- See also:
Graphene active sensor arrays for long-term and wireless mapping of wide frequency band epicortical brain activity
Interfacing Graphene-Based Materials With Neural Cells
- Article is machine Auto-translated from Spanish to English.
- Why we must ban our brain manipulation before it is possible
by JAVIER SALAS, https://elpais.com/ , 12 Feb 2020
Scientist Rafael Yuste, promoter of the largest initiative to understand the brain, calls on governments to create new laws to address the risks of neurotechnology.

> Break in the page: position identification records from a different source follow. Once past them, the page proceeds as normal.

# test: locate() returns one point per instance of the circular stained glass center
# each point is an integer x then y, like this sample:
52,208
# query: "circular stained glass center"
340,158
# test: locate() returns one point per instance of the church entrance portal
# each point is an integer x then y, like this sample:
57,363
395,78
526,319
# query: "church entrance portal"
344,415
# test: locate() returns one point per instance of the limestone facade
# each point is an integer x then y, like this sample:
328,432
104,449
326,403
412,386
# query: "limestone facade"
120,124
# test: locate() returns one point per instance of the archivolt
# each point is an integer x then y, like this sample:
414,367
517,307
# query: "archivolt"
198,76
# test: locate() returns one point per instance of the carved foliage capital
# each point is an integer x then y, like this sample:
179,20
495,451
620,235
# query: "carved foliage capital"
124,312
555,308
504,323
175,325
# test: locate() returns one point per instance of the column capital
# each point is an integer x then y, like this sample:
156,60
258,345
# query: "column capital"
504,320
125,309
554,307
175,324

“We have a historical responsibility. We are at a time when we can decide what kind of humanity we want.” They are capital words, as much as the challenge that Rafael Yuste poses. This Spanish neuroscientist, professor at Columbia University (USA), is whispered in his conscience by the ghosts of other great scientists in history who opened Pandora’s box. He, who has promoted the Brain initiative, the biggest bet to discover the secrets of the brain, does not evade his responsibility: “I carry it as a duty”. Yuste knows very well what his field, neurotechnology, is already capable of seeing and doing in our minds. And he fears that it will get out of hand if it is not regulated. That is why he calls on governments around the world to create and protect new rights: neurorights.

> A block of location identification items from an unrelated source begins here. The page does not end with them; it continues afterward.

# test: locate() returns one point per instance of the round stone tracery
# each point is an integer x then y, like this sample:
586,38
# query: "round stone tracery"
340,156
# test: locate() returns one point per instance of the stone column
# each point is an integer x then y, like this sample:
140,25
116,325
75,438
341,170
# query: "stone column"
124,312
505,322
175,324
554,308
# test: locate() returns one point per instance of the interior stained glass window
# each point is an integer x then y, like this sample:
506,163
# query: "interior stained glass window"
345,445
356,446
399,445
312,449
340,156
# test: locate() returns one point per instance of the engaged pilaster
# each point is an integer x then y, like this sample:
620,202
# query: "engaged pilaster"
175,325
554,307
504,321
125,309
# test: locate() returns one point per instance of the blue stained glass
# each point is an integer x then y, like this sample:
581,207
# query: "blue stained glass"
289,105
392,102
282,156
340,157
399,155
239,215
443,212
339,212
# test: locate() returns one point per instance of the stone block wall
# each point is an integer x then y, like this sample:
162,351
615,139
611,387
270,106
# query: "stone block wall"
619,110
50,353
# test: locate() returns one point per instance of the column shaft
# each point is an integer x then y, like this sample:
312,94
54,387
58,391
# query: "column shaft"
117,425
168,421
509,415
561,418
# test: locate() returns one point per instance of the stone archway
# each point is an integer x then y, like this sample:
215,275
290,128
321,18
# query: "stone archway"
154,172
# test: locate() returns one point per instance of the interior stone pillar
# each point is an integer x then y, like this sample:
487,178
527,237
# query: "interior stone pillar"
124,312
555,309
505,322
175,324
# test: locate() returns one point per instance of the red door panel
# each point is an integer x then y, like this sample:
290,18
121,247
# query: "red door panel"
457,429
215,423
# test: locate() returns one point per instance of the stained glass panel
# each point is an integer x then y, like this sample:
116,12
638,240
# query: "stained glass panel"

“The maximum privacy of a person is what they think, but now it is beginning to be possible to decipher it,” warns Yuste
Last year, Yuste managed to manipulate the behavior of some mice. And she did it by tapping into the tiny brains of these rodents, trained to sip juice when they see vertical lines on a screen. Yuste and his team had targeted the specific neurons that were firing at that moment and stimulated them directly when the bars were not visible on the screen. But the mice slurped juice as if they had seen them. “Here in Columbia a colleague of mine has developed a wireless visual prosthesis for the blind with a million electrodes, which allows a person to connect to the network. But it can also be used to create soldiers with super abilities”, warns Yuste. This device, financed by Darpa (the research agency of the US Army), could stimulate up to 100,000 neurons,
“In the short term, the most imminent danger is the loss of mental privacy,” warns Yuste, who launched his initiative for neurorights after discussing it in Columbia with a team of twenty-five specialists in neuroscience, law and ethics called the Morningside Group.. Many companies have already developed devices, usually in the form of a headband, to record the brain activity of users who want to mentally control drones and cars, or measure the level of concentration or stress of workers, as is the case with public drivers in China. They are also being used there with schoolchildren: the headband reads their brain waves and a little light shows the teacher the level of her concentration. The problem is that the company that sells them, BrainCo, aspires to obtain the largest database of this type of brain activity. The more data you have, the better and more valuable your readings will be, of course. When the technology industry has spent a decade extracting all the data they can get from the use of applications and devices,
“What worries me most urgently is the decryption of neurodata : the maximum privacy of a person is what they think, but now it is beginning to be possible to decrypt it,” warns Yuste. “We are doing it daily in laboratories with mice, as soon as private companies have access to this information, laugh at the privacy problems we have had so far with mobile phones. That is why we need neurorights, because it is a rights problem humans,” he sums up. The neuroscientist wants to alert the population because “there is no regulation and it affects basic human rights.”
The group promoted by Rafael Yuste develops its concerns around five neurorights :
1.- Right to personal identity . These specialists fear that connecting brains to computers will dilute people’s identity. When algorithms help make decisions, the selves of individuals can become blurred.
2.- Right to free will . This neuroright is closely connected with that of personal identity. When we have external tools that interfere with our decisions, the human ability to decide their future can be compromised.
3.- Right to mental privacy . Neurotechnology tools that interact with brains will have the capacity to collect all kinds of information about subjects in the most private sphere we can imagine: their thoughts. Experts consider it essential to preserve the inviolability of the ‘neurodata’ generated by human brains.
4.- Right to equitable access to augmentation technologies. Yuste believes that neurotechnologies will bring innumerable benefits to humans, but he fears that the inequalities and privileges of a few, who have access to these new human capacities, will multiply.
5.- Right to protection against bias and discrimination. In recent years we have known numerous cases in which programs and algorithms multiply prejudices and biases. This right intends that these failures are searched before starting.